Marin Alsop conducts Hindemith

The powerfully violent imagery of the Isenheim Altarpiece by Renaissance painter Matthias Grünewald and specifically the story of that artist’s struggles for freedom of expression during the turmoil of the Peasants’ War of 1524-1525 paralleled composer Paul Hindemith’s own struggles as the Nazis repressed his 1935 opera Mathis der Maler with its expressions of disdain for any and all forms of censorship.

Absurdly labeled pro-Jewish and entarte (degenerate) Hindemith’s works could not find an artistic venue in his home country, forcing him to seek greener pastures in German-speaking, neutral Switzerland, where his Mathis der Maler had its world premiere in 1938 in Zurich.

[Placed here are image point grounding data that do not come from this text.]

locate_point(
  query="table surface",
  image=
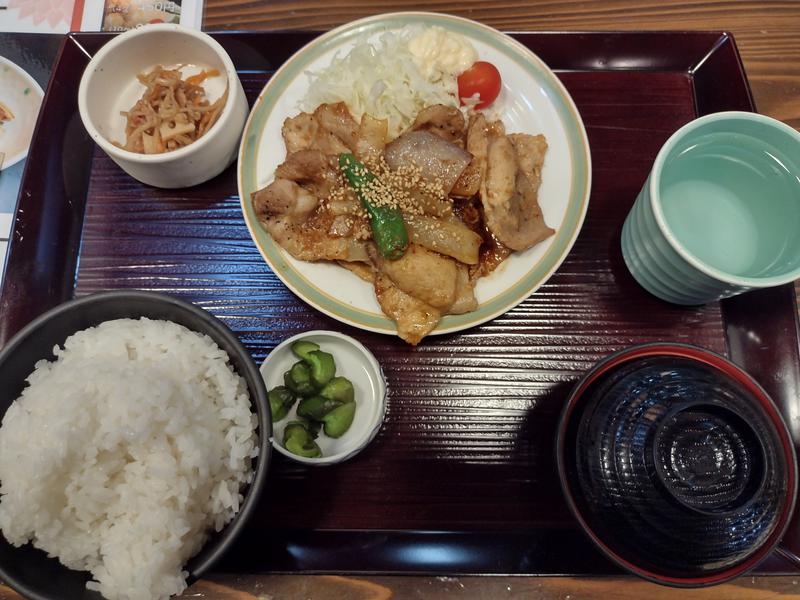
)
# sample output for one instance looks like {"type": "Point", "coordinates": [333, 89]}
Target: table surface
{"type": "Point", "coordinates": [768, 37]}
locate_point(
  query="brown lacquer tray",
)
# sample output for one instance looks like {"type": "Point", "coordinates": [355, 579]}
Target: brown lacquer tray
{"type": "Point", "coordinates": [461, 478]}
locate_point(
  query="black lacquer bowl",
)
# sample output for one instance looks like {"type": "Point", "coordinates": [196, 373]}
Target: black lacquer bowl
{"type": "Point", "coordinates": [29, 570]}
{"type": "Point", "coordinates": [677, 464]}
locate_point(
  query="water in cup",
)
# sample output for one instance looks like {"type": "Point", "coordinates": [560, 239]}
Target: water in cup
{"type": "Point", "coordinates": [731, 201]}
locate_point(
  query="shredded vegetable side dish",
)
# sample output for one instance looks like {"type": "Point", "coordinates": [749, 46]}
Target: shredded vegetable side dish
{"type": "Point", "coordinates": [172, 113]}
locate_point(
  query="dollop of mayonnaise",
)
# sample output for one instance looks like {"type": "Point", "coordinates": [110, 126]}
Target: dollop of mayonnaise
{"type": "Point", "coordinates": [438, 52]}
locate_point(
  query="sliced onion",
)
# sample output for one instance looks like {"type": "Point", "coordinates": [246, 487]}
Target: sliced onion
{"type": "Point", "coordinates": [439, 161]}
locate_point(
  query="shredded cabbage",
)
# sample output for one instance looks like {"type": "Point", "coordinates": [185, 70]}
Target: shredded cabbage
{"type": "Point", "coordinates": [381, 79]}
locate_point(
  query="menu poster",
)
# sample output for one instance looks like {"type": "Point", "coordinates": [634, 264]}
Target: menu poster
{"type": "Point", "coordinates": [121, 15]}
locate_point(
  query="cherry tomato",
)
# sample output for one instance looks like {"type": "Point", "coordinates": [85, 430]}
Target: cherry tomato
{"type": "Point", "coordinates": [483, 79]}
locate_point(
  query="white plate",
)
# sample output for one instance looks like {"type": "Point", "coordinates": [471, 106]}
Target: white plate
{"type": "Point", "coordinates": [532, 100]}
{"type": "Point", "coordinates": [353, 361]}
{"type": "Point", "coordinates": [23, 96]}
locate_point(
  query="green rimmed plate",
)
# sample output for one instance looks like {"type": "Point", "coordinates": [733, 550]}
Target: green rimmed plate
{"type": "Point", "coordinates": [532, 100]}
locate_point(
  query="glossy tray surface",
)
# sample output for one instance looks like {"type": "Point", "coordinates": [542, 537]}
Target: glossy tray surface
{"type": "Point", "coordinates": [462, 478]}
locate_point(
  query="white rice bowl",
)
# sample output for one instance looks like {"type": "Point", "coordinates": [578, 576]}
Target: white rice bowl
{"type": "Point", "coordinates": [125, 453]}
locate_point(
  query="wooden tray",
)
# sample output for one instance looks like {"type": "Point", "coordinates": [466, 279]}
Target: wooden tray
{"type": "Point", "coordinates": [461, 479]}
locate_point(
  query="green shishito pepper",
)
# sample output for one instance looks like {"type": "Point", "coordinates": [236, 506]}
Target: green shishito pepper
{"type": "Point", "coordinates": [298, 440]}
{"type": "Point", "coordinates": [388, 228]}
{"type": "Point", "coordinates": [281, 400]}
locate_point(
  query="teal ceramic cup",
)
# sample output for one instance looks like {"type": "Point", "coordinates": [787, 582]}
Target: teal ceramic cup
{"type": "Point", "coordinates": [720, 212]}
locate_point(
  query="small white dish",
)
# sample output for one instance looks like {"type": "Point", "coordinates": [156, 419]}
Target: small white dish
{"type": "Point", "coordinates": [358, 364]}
{"type": "Point", "coordinates": [23, 97]}
{"type": "Point", "coordinates": [109, 86]}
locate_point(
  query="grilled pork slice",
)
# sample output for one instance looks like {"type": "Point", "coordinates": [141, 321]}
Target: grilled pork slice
{"type": "Point", "coordinates": [445, 121]}
{"type": "Point", "coordinates": [413, 317]}
{"type": "Point", "coordinates": [510, 196]}
{"type": "Point", "coordinates": [423, 274]}
{"type": "Point", "coordinates": [294, 219]}
{"type": "Point", "coordinates": [305, 132]}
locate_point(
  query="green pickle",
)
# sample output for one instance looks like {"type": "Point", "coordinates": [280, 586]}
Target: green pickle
{"type": "Point", "coordinates": [339, 389]}
{"type": "Point", "coordinates": [298, 379]}
{"type": "Point", "coordinates": [301, 348]}
{"type": "Point", "coordinates": [316, 407]}
{"type": "Point", "coordinates": [326, 401]}
{"type": "Point", "coordinates": [281, 400]}
{"type": "Point", "coordinates": [298, 440]}
{"type": "Point", "coordinates": [338, 421]}
{"type": "Point", "coordinates": [323, 367]}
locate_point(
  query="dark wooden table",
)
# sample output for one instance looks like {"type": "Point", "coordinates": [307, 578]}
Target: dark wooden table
{"type": "Point", "coordinates": [768, 37]}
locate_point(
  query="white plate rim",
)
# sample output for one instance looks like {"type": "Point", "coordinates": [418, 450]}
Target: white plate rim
{"type": "Point", "coordinates": [34, 85]}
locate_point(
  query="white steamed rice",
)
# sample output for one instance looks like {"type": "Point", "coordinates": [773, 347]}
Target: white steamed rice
{"type": "Point", "coordinates": [123, 454]}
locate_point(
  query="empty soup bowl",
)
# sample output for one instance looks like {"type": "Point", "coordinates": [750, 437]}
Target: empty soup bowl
{"type": "Point", "coordinates": [677, 464]}
{"type": "Point", "coordinates": [720, 211]}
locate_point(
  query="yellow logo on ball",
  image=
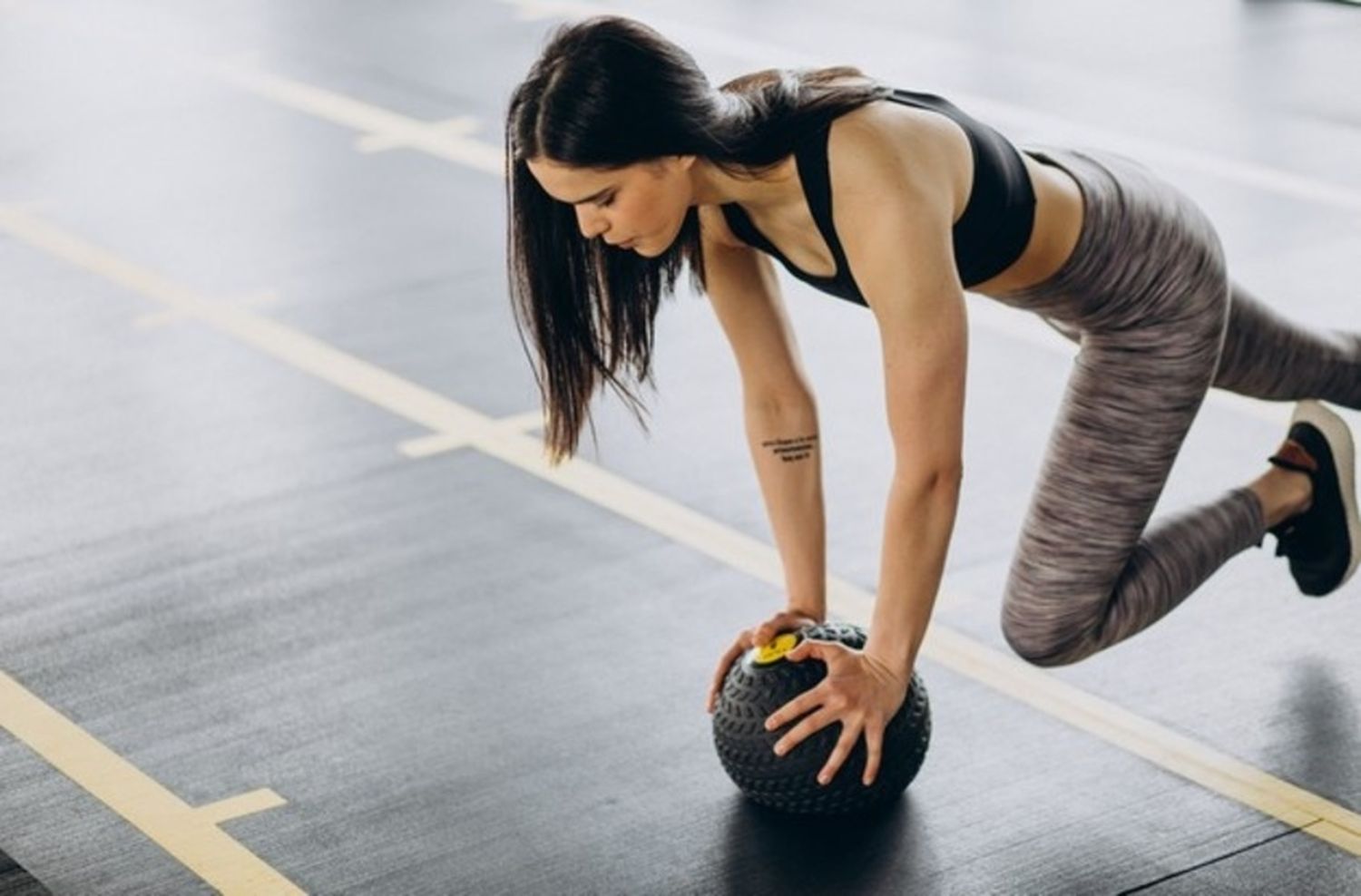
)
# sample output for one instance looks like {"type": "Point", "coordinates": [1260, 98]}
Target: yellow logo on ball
{"type": "Point", "coordinates": [776, 648]}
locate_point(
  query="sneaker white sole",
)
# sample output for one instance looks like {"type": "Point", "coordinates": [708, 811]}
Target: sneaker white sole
{"type": "Point", "coordinates": [1336, 430]}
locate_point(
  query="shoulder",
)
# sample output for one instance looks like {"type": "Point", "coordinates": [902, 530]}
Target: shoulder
{"type": "Point", "coordinates": [885, 150]}
{"type": "Point", "coordinates": [713, 228]}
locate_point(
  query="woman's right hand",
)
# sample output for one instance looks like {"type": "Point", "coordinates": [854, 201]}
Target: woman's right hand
{"type": "Point", "coordinates": [757, 637]}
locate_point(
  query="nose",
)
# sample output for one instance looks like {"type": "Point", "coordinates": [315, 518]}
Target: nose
{"type": "Point", "coordinates": [591, 225]}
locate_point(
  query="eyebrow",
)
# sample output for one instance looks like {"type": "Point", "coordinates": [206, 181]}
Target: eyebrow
{"type": "Point", "coordinates": [592, 198]}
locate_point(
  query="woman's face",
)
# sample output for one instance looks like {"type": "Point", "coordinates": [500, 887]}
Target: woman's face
{"type": "Point", "coordinates": [639, 207]}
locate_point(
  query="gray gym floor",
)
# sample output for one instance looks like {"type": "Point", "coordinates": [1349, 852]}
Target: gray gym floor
{"type": "Point", "coordinates": [289, 604]}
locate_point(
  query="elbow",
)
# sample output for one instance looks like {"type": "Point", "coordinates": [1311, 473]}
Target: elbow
{"type": "Point", "coordinates": [930, 477]}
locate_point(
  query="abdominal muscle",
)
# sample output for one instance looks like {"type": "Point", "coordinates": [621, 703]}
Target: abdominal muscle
{"type": "Point", "coordinates": [1058, 200]}
{"type": "Point", "coordinates": [1058, 222]}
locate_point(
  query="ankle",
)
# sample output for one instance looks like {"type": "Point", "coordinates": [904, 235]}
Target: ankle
{"type": "Point", "coordinates": [1284, 493]}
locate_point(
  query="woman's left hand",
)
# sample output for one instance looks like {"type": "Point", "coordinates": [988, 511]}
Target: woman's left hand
{"type": "Point", "coordinates": [859, 691]}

Early in his career Hindemith dabbled in Expressionism, a time from which come his early career operas Sancta Susanna and Nusch-Nuschi. As Hindemith matured he developed his own compositional aesthetic, which he termed Objectivism, its largely tonal language a departure from the atonality of his earlier works.

In the Naxos-Classics album of Hindemith works, the ever curious, always incisive Marin Alsop leads the Radio-Symphonieorchester Wien in idiomatic performances of vocal and instrumental selections from Hindemith’s Mathis der Maler, Sancta Susanna and Nusch-Nuschi.